Rehoboam chooses instead to follow the advice of the lads, those who had risen with him (gadal may be “grow up” or “become great,” 2 Chronicles 10:8). The elders became wise by “standing before” Solomon. The lads remained in their macho adolescence because they “stood before” Rehoboam (vv. 6, 8). We take on the qualities of those before whom we stand and serve. We become like those whom we serve as priests. Companions of the wise become wise. Companions of fools become fools.

In rejecting the wisdom of the elders, Rehoboam rejects his father’s wisdom, and so rejects his father’s kingdom. It’s another strike at the Davidic theology of kingship. David and Solomon are surrounded by elders (1 Chronicles 11:3; 15:25; 21:16; 2 Chronicles 5:2, 4). After Rehoboam turns away from them, elders disappear from the Chronicler’s narrative until the reign of Josiah (2 Chronicles 34:29).

Rehoboam’s response to the people’s request is a display of weakness disguised as strength. Like Hanun of Ammon (1 Chronicles 19), Rehoboam and his lads think that bravado is the best policy. The best way to prove his strength is to humiliate others.

The result is a divorce.

When Benjamites join David at Ziklag, Amasai speaks in the Spirit: “We are yours, O David, and with you, O son of Jesse.” Peace, peace peace.
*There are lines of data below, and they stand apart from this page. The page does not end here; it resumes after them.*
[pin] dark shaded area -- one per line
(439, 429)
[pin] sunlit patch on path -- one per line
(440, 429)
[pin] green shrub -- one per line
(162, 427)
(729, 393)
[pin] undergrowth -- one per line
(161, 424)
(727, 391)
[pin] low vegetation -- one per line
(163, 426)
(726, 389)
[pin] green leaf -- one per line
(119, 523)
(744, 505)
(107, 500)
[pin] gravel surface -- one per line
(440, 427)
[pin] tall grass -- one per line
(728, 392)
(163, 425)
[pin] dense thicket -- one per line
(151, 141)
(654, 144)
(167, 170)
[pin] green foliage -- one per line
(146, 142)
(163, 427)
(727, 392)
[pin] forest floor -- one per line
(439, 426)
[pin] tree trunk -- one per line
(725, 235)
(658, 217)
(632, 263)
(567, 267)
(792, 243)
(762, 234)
Peace to the one who helps (1 Chronicles 12:18).Amasai expresses the depth of the union of Israel with her king. It isn’t merely a political arrangement. It’s a wedding vow, a declaration that the tribes are one-flesh with David; there is a covenant of mutual possession between the son of Jesse and the sons of Israel.

When Rehoboam returns his harsh answer, all Israel answers with a poem that echoes Amasai’s vow (2 Chronicles 10:16; Pratt, 272, notes the connection). Like Amasai’s declaration, the people speak of “David” and “the son of Jesse.” In place of a compact of mutual possession, though, they declare a dispossession. “What portion in David, what portion in the son of Jesse?” None, and so Israel goes to their tents and leave David to return to his own house.
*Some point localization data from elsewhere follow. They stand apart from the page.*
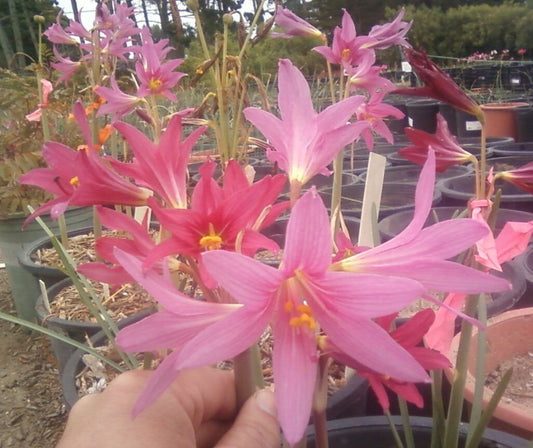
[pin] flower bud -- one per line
(227, 19)
(192, 5)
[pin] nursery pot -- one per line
(508, 335)
(457, 191)
(395, 197)
(500, 119)
(375, 432)
(24, 286)
(73, 329)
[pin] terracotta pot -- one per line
(501, 119)
(508, 335)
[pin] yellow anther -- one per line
(346, 54)
(288, 306)
(155, 84)
(211, 241)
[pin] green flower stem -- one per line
(408, 430)
(395, 434)
(248, 374)
(477, 403)
(455, 407)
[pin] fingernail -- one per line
(266, 401)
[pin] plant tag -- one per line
(368, 234)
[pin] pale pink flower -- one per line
(293, 25)
(298, 300)
(305, 142)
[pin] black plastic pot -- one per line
(422, 114)
(73, 329)
(457, 191)
(375, 432)
(395, 197)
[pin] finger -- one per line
(256, 425)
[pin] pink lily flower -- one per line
(160, 167)
(305, 142)
(389, 34)
(47, 90)
(139, 243)
(156, 77)
(443, 143)
(298, 299)
(422, 253)
(521, 177)
(221, 217)
(438, 85)
(347, 49)
(293, 25)
(366, 76)
(374, 111)
(409, 336)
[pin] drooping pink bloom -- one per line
(438, 85)
(47, 90)
(293, 25)
(422, 253)
(347, 49)
(409, 336)
(366, 76)
(138, 243)
(117, 102)
(390, 34)
(221, 217)
(161, 167)
(374, 111)
(156, 76)
(521, 177)
(305, 142)
(299, 299)
(447, 150)
(80, 177)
David’s house is supposed to be Israel’s house. David and Israel now live in separate houses. One can only ask, in Pauline horror, Is David divided?

All this shows why we have to read the Chronicler’s final judgment about Rehoboam as a double entendre. “So Israel has been in rebellion against the house of Israel to this day” (2 Chronicles 10:19), he writes. But who is “Israel”? One is tempted to think the term now applies only to the northern tribes, but a few verses later the prophet Shemaiah speaks of “all Israel in Judah and Benjamin” (2 Chronicles 11:3).

All Israel is in rebellion against the house of David. Rehoboam rejects the Davidic theology and institutions of kingship almost as thoroughly as Jeroboam and the northern tribes. (The one redeeming outcome for Rehoboam is that he retains, and gains, Levites, 2 Chronicles 11:13-14).